Aras Kargo paylarını satmayı reddetti

0
37
Aras Kargo Yönetim Kurulu Başkanı ve Üst Yöneticisi (CEO) Evrim Aras, Avusturyalı ortakları Austrian Post’un mevcut hisselerini geri almaya hazır olduklarını bildirdi.

Aras Kargo’dan yapılan açıklamaya göre şirketin A Grubu çoğunluk hisselerinin sahibi olan Evrim Aras ve Meral Aras, 2013 yılında yüzde 25 hisseyle şirkete ortak olan Austrian Post’un mevcut hisselerini geri almaya hazır olduklarını duyurdu.
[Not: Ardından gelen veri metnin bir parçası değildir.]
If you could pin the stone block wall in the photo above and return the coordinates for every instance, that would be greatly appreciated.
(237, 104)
Austrian Post, geçen günlerde şirketin yüzde 50 hissesini daha satın alarak Aras Kargo’nun yüzde 75’ine sahip olmak için satın alma opsiyonunu yürürlüğe koyduğunu açıklamış; Aras Kargo çoğunluk hissedarları ise opsiyonu reddettiğini resmi bir mektup ile Austrian Post yönetimine bildirmişti.

Konuyla ilgili gelinen durum hakkında açıklama yapan Evrim Aras, Aras Kargo ailesi olarak başlangıçtan beri vizyonlarının net olduğunu belirterek, şirketi global bir marka haline getirmek istediklerini dile getirdi.
“Yerel marka olmayı değil, köklerini bu topraklarda sağlamlaştırmış Türkiye’nin dünya markası olmayı hedefliyoruz.” diyen Aras, bu vizyonun arkasında tüm Aras Kargo ailesi olarak kararlılıkla durduklarını ifade etti.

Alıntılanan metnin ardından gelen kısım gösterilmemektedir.